Tuesday, September 1, 2009

Contemplation and Discipline

Few people, anywhere, are aware of the spiritual depth of silence, the depth of contemplation.

Today, I finally got a chair and a cushion set up in my new apartment in order to practice contemplation (Centering prayer for Christians or zazen if you are into Zen). I spend 15 minutes in each place and go back and forth.

It is a formal way of doing it. I haven't done it formally in over a week. I discovered that the formality is important because it defines the activity as prayer and not anything else. I realized it takes discipline to move your body into position and formally do the meditation.

As I start a new job and new life, I probably need to make a commitment to do a certain amount of formal meditation each day. I don't struggle with spending an hour or two in spiritual reading. I do struggle with the meditation. I think it is because my ego doesn't get to play the meditation game. In fact, silence takes my ego out.

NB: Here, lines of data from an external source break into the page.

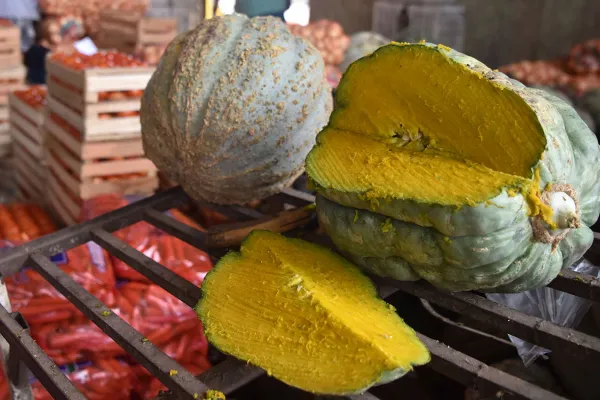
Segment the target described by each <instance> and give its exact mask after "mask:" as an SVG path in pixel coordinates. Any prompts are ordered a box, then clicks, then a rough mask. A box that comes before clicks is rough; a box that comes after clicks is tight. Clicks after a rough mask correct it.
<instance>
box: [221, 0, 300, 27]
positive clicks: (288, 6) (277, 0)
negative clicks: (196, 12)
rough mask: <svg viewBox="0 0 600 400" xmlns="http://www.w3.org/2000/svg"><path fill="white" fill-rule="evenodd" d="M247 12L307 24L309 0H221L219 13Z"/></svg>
mask: <svg viewBox="0 0 600 400" xmlns="http://www.w3.org/2000/svg"><path fill="white" fill-rule="evenodd" d="M234 12H237V13H240V14H246V15H247V16H248V17H250V18H252V17H259V16H260V17H262V16H268V15H270V16H274V17H279V18H281V19H283V20H285V21H286V22H289V23H296V24H300V25H307V24H308V20H309V17H310V16H309V14H310V8H309V0H237V1H236V0H219V2H218V11H217V15H218V14H232V13H234Z"/></svg>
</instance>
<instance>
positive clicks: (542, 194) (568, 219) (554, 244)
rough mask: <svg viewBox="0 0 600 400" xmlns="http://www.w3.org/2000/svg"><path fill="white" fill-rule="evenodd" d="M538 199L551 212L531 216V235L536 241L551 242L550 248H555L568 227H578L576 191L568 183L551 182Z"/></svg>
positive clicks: (578, 215) (576, 197) (542, 242)
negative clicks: (531, 229)
mask: <svg viewBox="0 0 600 400" xmlns="http://www.w3.org/2000/svg"><path fill="white" fill-rule="evenodd" d="M540 199H541V200H542V202H543V203H544V204H546V206H547V208H548V209H549V210H550V211H551V214H548V215H547V218H542V216H541V215H538V216H536V217H535V218H533V220H532V221H531V224H532V227H533V236H534V238H535V240H536V241H538V242H542V243H551V244H552V248H553V249H556V247H557V246H558V244H559V243H560V242H561V240H563V239H564V238H565V237H566V235H567V234H568V233H569V230H570V229H577V228H579V225H580V221H579V215H578V214H579V202H578V198H577V193H576V192H575V190H574V189H573V188H572V187H571V186H570V185H567V184H553V185H551V186H549V189H547V190H545V191H544V192H543V193H542V196H541V197H540Z"/></svg>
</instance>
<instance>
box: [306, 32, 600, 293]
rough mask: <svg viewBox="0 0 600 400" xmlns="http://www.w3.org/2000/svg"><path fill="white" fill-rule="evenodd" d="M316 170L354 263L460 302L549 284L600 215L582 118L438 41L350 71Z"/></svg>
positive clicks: (541, 91)
mask: <svg viewBox="0 0 600 400" xmlns="http://www.w3.org/2000/svg"><path fill="white" fill-rule="evenodd" d="M306 164H307V166H306V170H307V173H308V176H309V179H310V180H311V182H312V184H313V186H314V187H315V189H316V190H317V192H318V194H319V195H318V198H317V212H318V215H319V220H320V223H321V224H322V226H323V227H324V228H325V230H326V231H327V233H328V234H329V236H330V237H331V238H332V240H333V242H334V243H335V244H336V246H337V247H338V248H339V249H340V250H341V251H342V252H343V253H344V254H345V255H346V256H348V257H349V258H350V259H351V260H352V261H354V262H355V263H356V264H358V265H359V266H361V267H362V268H364V269H365V270H367V271H369V272H371V273H375V274H377V275H380V276H384V277H390V278H394V279H398V280H417V279H421V278H422V279H425V280H427V281H429V282H430V283H432V284H433V285H435V286H437V287H439V288H442V289H446V290H450V291H466V290H482V291H490V292H520V291H524V290H529V289H532V288H536V287H541V286H543V285H546V284H548V283H549V282H550V281H552V280H553V279H554V278H555V277H556V276H557V274H558V273H559V271H560V270H561V268H564V267H567V266H569V265H570V264H572V263H573V262H574V261H575V260H577V259H578V258H579V257H581V256H582V255H583V254H584V253H585V251H586V250H587V249H588V248H589V247H590V246H591V244H592V241H593V233H592V231H591V230H590V228H589V226H591V225H592V224H594V222H595V221H596V220H597V219H598V214H599V212H600V202H599V201H598V196H599V191H600V174H599V168H600V151H599V146H598V141H597V140H596V138H595V137H594V135H593V133H592V132H591V131H590V129H589V128H588V127H587V126H586V124H585V123H584V122H583V121H582V120H581V118H580V117H579V116H578V115H577V113H576V111H575V110H574V109H573V108H572V107H570V106H569V105H568V104H566V103H565V102H564V101H562V100H561V99H559V98H557V97H555V96H552V95H550V94H548V93H546V92H544V91H542V90H537V89H531V88H527V87H525V86H524V85H522V84H521V83H519V82H517V81H514V80H511V79H509V78H508V77H506V76H505V75H504V74H502V73H499V72H494V71H492V70H491V69H489V68H488V67H486V66H485V65H483V64H482V63H480V62H479V61H477V60H475V59H473V58H471V57H468V56H466V55H464V54H461V53H458V52H456V51H454V50H451V49H449V48H447V47H445V46H435V45H431V44H427V43H423V44H390V45H387V46H384V47H382V48H380V49H379V50H377V51H376V52H375V53H374V54H373V55H372V56H369V57H365V58H363V59H360V60H359V61H357V62H355V63H354V64H352V65H351V66H350V68H349V69H348V71H347V72H346V74H345V75H344V77H343V79H342V82H341V83H340V86H339V88H338V91H337V93H336V108H335V111H334V112H333V114H332V116H331V119H330V122H329V125H328V126H327V127H326V128H325V129H324V130H323V131H322V132H321V133H320V134H319V135H318V137H317V144H316V146H315V147H314V148H313V150H312V151H311V153H310V154H309V156H308V158H307V162H306Z"/></svg>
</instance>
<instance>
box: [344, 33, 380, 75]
mask: <svg viewBox="0 0 600 400" xmlns="http://www.w3.org/2000/svg"><path fill="white" fill-rule="evenodd" d="M390 42H391V40H389V39H387V38H385V37H383V36H381V35H380V34H378V33H375V32H358V33H355V34H354V35H352V36H351V37H350V46H349V47H348V49H347V50H346V54H344V61H343V62H342V63H341V64H340V70H341V71H342V72H344V71H345V70H347V69H348V67H349V66H350V64H352V63H353V62H354V61H356V60H358V59H360V58H363V57H364V56H368V55H369V54H371V53H373V52H374V51H375V50H377V49H378V48H380V47H381V46H385V45H386V44H388V43H390Z"/></svg>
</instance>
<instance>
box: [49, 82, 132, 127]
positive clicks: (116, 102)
mask: <svg viewBox="0 0 600 400" xmlns="http://www.w3.org/2000/svg"><path fill="white" fill-rule="evenodd" d="M48 93H49V95H50V96H51V97H52V98H53V99H55V100H58V101H60V102H61V103H62V104H63V105H66V106H68V107H69V108H71V109H73V110H75V111H78V112H79V113H80V114H81V115H82V116H83V117H85V118H98V114H99V113H113V112H122V111H139V110H140V108H141V105H142V99H141V98H133V99H124V100H107V101H102V102H99V103H92V104H86V103H84V97H83V96H82V95H81V94H80V93H77V92H75V91H73V90H71V89H69V88H67V87H64V86H62V85H60V84H59V83H57V82H55V81H52V80H50V81H49V82H48Z"/></svg>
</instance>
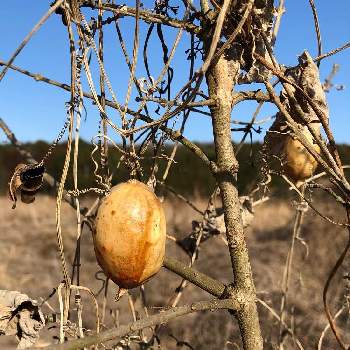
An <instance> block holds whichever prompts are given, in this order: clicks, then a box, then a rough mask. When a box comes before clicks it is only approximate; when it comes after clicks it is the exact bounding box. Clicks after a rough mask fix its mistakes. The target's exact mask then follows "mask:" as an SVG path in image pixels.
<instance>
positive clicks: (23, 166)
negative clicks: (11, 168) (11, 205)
mask: <svg viewBox="0 0 350 350" xmlns="http://www.w3.org/2000/svg"><path fill="white" fill-rule="evenodd" d="M44 172H45V167H44V165H43V164H41V163H37V164H18V165H17V166H16V168H15V171H14V173H13V175H12V177H11V179H10V182H9V187H8V191H9V197H10V199H11V200H12V202H13V206H12V208H13V209H14V208H15V207H16V202H17V191H20V193H21V200H22V202H23V203H26V204H29V203H32V202H34V200H35V194H36V193H37V192H38V191H39V189H40V187H41V185H42V183H43V175H44Z"/></svg>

There really is no gratification to contemplation; except afterwards I am glad I did. Usually nothing happens in my consciousness, but I know at a deeper level that I was in Communion. It must be this subtle Communion which brings me back day after day. Yet it is a fragile pull; so easily dismissed. But whenever I pause, stop my activities, and reach into the Inner, It responds with the call: Please come sit with me. So, I do.

"I do," is the marriage promise for the contemplative celibate. "I do," with nothing added and not attached to anything, is nothing other than a total yes to the Ineffable.

I do and that is it.

1 comment:

Mark said...

Wonderfully articulated! It is a fragile and delicate bond that the world seems to so easily break.